One of the most well known and important paintings in the Albright-Knox Art Gallery collection is Jackson Pollock’s Convergence (1952). And gallery visitors with that awareness may have noticed recently that the painting is nowhere to be seen.

WHAT! Has the museum deaccessioned something else? Let the Wall Street Journal commentary and blogging begin.


Jackson Pollock, Convergence. 1952, oil on canvas. Albright-Knox Art Gallery. Gift of Seymor H. Knox, Jr., 1956.

Well, actually, the piece has been loaned out to the first major US exhibition in 20 years to address the Abstract Expressionist movement. Convergence, from our very own museum, is the centerpiece of this show.

Action/Abstraction: Pollock, de Kooning, and American Art, 1940-1976 is currently on view at the Jewish Museum in New York City, and travels next to the Saint Louis Art Museum. The Albright-Knox Art Gallery—and all of Western New York—will have the privilege of its presence from February 13 to May 31, 2009.

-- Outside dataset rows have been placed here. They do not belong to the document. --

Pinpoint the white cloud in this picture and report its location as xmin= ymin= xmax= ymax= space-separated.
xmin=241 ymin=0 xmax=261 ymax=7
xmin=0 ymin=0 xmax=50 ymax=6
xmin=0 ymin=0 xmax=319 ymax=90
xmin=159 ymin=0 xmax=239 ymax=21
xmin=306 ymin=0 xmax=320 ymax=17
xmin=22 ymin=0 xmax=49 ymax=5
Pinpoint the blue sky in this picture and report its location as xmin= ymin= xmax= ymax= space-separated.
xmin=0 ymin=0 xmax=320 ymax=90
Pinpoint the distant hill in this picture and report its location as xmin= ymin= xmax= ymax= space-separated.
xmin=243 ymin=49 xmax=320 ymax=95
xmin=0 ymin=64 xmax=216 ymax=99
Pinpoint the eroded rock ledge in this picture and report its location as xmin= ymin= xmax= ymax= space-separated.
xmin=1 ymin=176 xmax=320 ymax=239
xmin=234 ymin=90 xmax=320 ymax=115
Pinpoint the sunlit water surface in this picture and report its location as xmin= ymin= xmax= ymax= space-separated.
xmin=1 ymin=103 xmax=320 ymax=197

In reviewing the show, the New York Times’ Roberta Smith wrote “‘Convergence’ virtually explodes off the back wall…”

The exhibition contextualizes the artwork through the eyes of rival leading art critics of the period, Harold Rosenberg and Clement Greenberg. Greenberg’s support is widely acknowledged to have been the catalyst that turned Pollock into a household name.

The critics’ rivalry was in part based on their opposing ideas about Abstract Expressionism itself. Greenberg felt the movement was an extension of Modernism, while Rosenberg believed that it was a new and distinct form.

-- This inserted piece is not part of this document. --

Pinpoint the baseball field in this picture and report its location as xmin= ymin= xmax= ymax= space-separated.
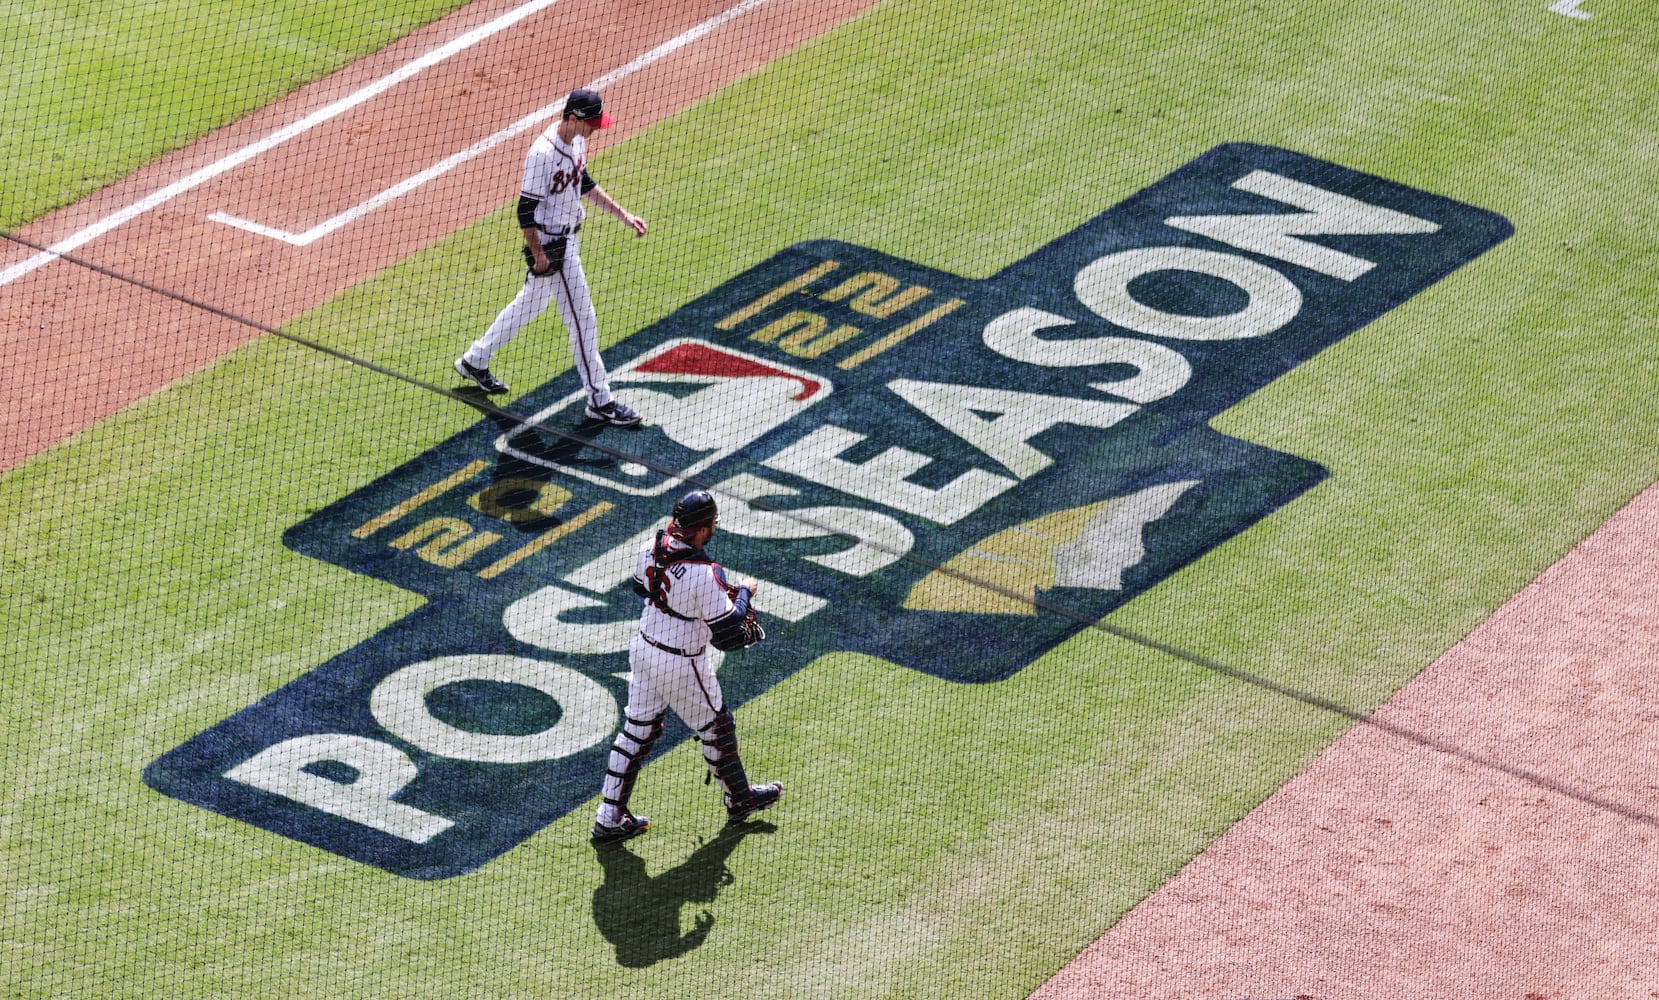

Convergence and de Kooning’s 1955 Gotham News (which is also owned by the Albright-Knox) are both featured on the cover of the accompanying 344-page catalogue. In addition, the book includes an essay by Douglas Dreishpoon, chief curator of the Albright-Knox and a curatorial consultant to the show.

Also included in the show from the Albright-Knox collection, are Arshile Gorky’s “The Liver is the Cock’s Comb,” 1944; and Jasper Johns’ “Numbers in Color,” 1958-59.

It is easy to take for granted the depth and importance of the Abstract Expressionist works at the heart of the Albright-Knox Art Gallery collection. Art-appreciating crowds in New York City are flocking to this show right now. When the show arrives here, and these works return to their home, it will serve to remind us of how lucky we are to have such a significant collection in our own backyard.